Silver’s father had told him the story of one time in the ancient city, before they’d built the first heat-shelter. The ponies had to huddle together in tents, and one in every ten did not survive. Those creatures had to last through the whole night—but they’d also been soldiers, with coats and fuel to burn and plenty of food. How long could the desperate creatures of the lower city survive?

Not much longer.

“I wonder if this was her plan all along.” Silver broke into a trot, moving towards the loudest part of the city. “Get ponies to cooperate while they were locked out, expecting they would get back in before it got too cold. Only they never would be. Let the cold kill… everypony.”

Magpie had to take two steps for every one of his. Her wings spread in the suit, though she didn’t fly. She probably could, in the moon’s light gravity. But flying would make them easier to see from the sky towers. “Could anypony be so heartless? Executing rebels is one thing—the princess did that. But just murdering everyone?”

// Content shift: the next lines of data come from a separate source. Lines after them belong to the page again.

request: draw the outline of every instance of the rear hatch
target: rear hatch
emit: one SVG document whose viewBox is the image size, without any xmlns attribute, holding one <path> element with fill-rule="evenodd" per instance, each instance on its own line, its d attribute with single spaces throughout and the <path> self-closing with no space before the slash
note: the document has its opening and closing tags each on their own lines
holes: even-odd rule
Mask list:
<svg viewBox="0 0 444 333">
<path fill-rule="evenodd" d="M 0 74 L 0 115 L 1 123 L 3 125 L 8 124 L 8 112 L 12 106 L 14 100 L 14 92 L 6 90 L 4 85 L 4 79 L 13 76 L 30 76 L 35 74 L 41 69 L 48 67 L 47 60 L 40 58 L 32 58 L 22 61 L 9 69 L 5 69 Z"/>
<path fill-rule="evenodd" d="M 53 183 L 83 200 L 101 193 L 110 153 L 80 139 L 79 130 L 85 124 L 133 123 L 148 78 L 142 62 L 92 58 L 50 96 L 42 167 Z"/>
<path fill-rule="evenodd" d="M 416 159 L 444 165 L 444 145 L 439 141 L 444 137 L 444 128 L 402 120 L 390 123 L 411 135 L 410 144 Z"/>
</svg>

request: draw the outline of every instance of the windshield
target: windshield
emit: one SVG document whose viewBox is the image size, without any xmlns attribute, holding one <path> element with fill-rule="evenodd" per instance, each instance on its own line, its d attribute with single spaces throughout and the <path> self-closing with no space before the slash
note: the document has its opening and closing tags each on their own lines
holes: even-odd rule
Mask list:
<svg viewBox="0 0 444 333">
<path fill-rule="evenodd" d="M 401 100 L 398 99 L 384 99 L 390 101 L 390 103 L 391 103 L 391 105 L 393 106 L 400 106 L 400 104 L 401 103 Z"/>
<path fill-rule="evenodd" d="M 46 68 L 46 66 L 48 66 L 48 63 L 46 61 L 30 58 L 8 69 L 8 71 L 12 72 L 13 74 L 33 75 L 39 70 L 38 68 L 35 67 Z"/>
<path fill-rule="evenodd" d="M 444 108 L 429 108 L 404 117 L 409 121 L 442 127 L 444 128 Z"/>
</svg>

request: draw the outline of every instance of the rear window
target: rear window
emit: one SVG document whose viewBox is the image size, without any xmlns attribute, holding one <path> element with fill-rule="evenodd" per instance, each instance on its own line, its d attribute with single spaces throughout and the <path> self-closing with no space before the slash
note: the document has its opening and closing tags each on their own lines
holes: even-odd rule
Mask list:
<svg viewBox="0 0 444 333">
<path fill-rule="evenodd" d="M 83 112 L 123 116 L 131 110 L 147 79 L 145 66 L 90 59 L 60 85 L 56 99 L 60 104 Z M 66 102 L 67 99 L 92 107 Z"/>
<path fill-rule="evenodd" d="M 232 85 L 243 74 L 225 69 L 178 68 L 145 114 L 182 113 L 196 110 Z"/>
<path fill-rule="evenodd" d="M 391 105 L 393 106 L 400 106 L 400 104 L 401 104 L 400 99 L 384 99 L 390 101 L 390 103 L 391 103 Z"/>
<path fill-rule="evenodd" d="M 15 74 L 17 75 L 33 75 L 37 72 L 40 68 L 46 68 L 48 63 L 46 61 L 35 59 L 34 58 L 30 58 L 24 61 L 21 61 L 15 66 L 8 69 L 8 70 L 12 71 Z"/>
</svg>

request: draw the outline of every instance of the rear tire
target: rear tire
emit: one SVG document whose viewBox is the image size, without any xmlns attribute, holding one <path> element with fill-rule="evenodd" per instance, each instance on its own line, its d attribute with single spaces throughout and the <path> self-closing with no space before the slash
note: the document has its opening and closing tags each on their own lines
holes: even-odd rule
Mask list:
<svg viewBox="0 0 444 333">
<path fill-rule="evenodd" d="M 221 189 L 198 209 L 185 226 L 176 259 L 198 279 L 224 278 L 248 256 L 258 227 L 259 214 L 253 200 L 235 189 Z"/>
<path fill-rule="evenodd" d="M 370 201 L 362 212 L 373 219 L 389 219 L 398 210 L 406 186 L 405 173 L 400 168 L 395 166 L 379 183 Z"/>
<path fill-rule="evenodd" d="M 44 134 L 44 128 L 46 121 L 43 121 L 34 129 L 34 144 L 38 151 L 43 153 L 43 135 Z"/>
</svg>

We’re running out of food. They waste our time digging holes and barely feeding us. Maybe they discovered something more efficient. “I can see why the Polestar didn’t want us waiting a second night. This is… this has to stop.” He levitated the gun off his shoulder, keeping it in front of him as he ran. “Forget going back to your cave, Magpie. We have to do something before everypony freezes to death.”

She nodded gravely. “I’m with you, Silver. I just don’t know what difference two ponies can make. You’re not the Lord Commander! We can’t change the world.”

“Not alone we can’t.”

There were no soldiers out here around the furthest sky towers. He’d expected scouts at least, to report anypony returning from the Sacred City. But it probably took every pony they had on hand to carry out their genocide.

He found the first cluster of desperate refugees huddled outside a heat-shelter. Its layers of insulated-doors were sealed, and a pair of guards in air-armor stood at the front. Unicorns, each one armed. Several corpses had fallen not far from the doors, blood frozen over in the chill.

Magpie yanked on him, pulling him sharply against the wall and behind the crowd. The ponies in their workers’ white didn’t seem to care about them. They huddled together desperately, barely moving. Some didn’t even have coats. “What the hell do you think you’re doing?”

“Something,” he said, struggling against her. She wasn’t irresistible anymore, though wearing armor of her own he couldn’t easily overpower her either. It was a fight.

“Is it smart to start here?” she asked. “Think critically, Silver Star. As soon as you start fighting, the word gets around. Do we want our war beginning here?”

“They’ve already killed ponies,” he argued. “It won’t sound any different. We have to get everypony into the shelters! If they’re too weak, they can’t fight.”

She stopped holding him back, resting one leg on his shoulder. “You’re not cut out for war, Silver. It’s going to chew you up and spit you back out.”

“I don’t care. If someone doesn’t fight, it doesn’t get any better.”

She let go, shrugging the rifle off her shoulder. “How do you make this work?”